Life in a box: Cardboard City


Students gathered on the Sullivan Library lawn listening to Danny O’Regan, Campus Ministry director, speak.

Lying under the stars and camping outside sounds like a fun time, especially with a group of friends. But what if instead of sleeping a in a warm sleeping bag, the only choice given was a cardboard box?

On Wednesday, Feb. 27, Chaminade students were given the opportunity to experience first-hand what homeless citizens endure by sleeping in cardboards while raising awareness of homelessness as part of Campus Ministry’s Cardboard City program.

Jordan Zizzi, a senior at Chaminade, was one of six students that decided to stay overnight and sleep with cardboard boxes on the Sullivan library lawn.

“It was fun but I was the only one who stayed up really late because it was chilly and I don’t like the cold,” Zizzi said. “We were just goofing around, telling jokes and talking story.”

More than 25 percent of the homeless are children, and 25 percent of those in shelters have graduate degrees said Danny O’Regan, Campus Ministry director. No one is immune to being homeless.

Homeless people don’t get the luxury of having warm beds to come home to or even a house. Sleeping outside is not particularly a glamorous lifestyle. They have to deal with all types of weather, are easily prone to getting sick and must avoid police who are “sweeping” clean the area.

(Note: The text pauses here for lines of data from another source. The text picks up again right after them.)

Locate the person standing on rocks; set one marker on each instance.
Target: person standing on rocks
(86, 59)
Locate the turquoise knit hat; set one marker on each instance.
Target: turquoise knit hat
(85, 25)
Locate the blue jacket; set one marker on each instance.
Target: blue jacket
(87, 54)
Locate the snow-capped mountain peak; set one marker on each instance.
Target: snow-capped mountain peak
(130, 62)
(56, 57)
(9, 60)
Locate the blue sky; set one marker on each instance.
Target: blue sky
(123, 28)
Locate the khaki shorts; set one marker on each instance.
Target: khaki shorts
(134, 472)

Students hanging out and sleeping on cardboard boxes. Photo by Tawnee Rollerson.
Students hanging out and sleeping on cardboard boxes. Photo by Tawnee Rollerson.

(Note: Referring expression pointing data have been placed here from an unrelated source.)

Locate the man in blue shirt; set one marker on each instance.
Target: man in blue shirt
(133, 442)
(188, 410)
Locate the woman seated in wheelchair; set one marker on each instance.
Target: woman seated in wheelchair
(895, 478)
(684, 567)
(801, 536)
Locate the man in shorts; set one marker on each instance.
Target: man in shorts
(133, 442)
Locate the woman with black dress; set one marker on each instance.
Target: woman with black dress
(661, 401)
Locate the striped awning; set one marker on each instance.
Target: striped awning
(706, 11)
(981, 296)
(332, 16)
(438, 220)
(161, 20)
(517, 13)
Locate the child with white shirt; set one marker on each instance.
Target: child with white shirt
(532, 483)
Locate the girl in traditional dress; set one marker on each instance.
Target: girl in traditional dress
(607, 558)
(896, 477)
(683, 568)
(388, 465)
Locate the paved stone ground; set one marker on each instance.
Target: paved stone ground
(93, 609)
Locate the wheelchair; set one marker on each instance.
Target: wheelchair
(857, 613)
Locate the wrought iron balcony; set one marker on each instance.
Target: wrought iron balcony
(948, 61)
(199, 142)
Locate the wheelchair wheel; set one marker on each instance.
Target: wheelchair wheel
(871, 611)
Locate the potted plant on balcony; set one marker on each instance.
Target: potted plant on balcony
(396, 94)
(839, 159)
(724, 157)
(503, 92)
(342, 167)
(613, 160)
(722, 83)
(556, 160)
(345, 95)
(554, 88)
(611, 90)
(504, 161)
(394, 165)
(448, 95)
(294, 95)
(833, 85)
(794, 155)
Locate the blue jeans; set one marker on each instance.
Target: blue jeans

“This was an opportunity for students to spend a night outside and to be in solidarity with our homeless brothers and sisters,” O’Regan said. “Sometimes we hear a lot about homelessness and we sometimes see homelessness, so tonight is about experiencing what it is to be homeless.”

O’Regan hopes that through this program, students will use what they have learned to help serve those who need the most help. They can use their creativity and skills to better advocate issues and help raise awareness. This project of advocacy helps open the minds of others to want to engage with the homeless and change their perception of them.

At the event, guest speaker, Manny Nitullama, a friend of O’Regan’s, was invited to speak to the students about homelessness and also about his and O’Regan’s new project “All in the Village.” Their project is geared toward impoverished people. It helps individuals in the low-poverty bracket such as single women with children and people who live on the street. Nitullama believes this program will be cultural, resourceful and self-sustaining.

“I would want them to recognize the essence of homelessness and just the whole ordeal of being outside,” Nitullama said. “[And] recognizing being on the streets with danger and having no support and not having a place to turn to.”

Although this program was a good way to challenge students to unplug themselves from their daily lives, they did not grasp the concept of being homeless. They were having an experience on the campus and still accessed their electronics such as their cell phones, iPods and computers. The point of being in solidarity with the homeless seemed as if it didn’t have much of an impact and more of random sleepover at Chaminade.

“It kind of felt like it was kind of just put together to have something,” Zizzi said. “And I don’t feel like I got the full experience because I still had my electronics and stuff, so it wasn’t like I put myself in the right mindset.”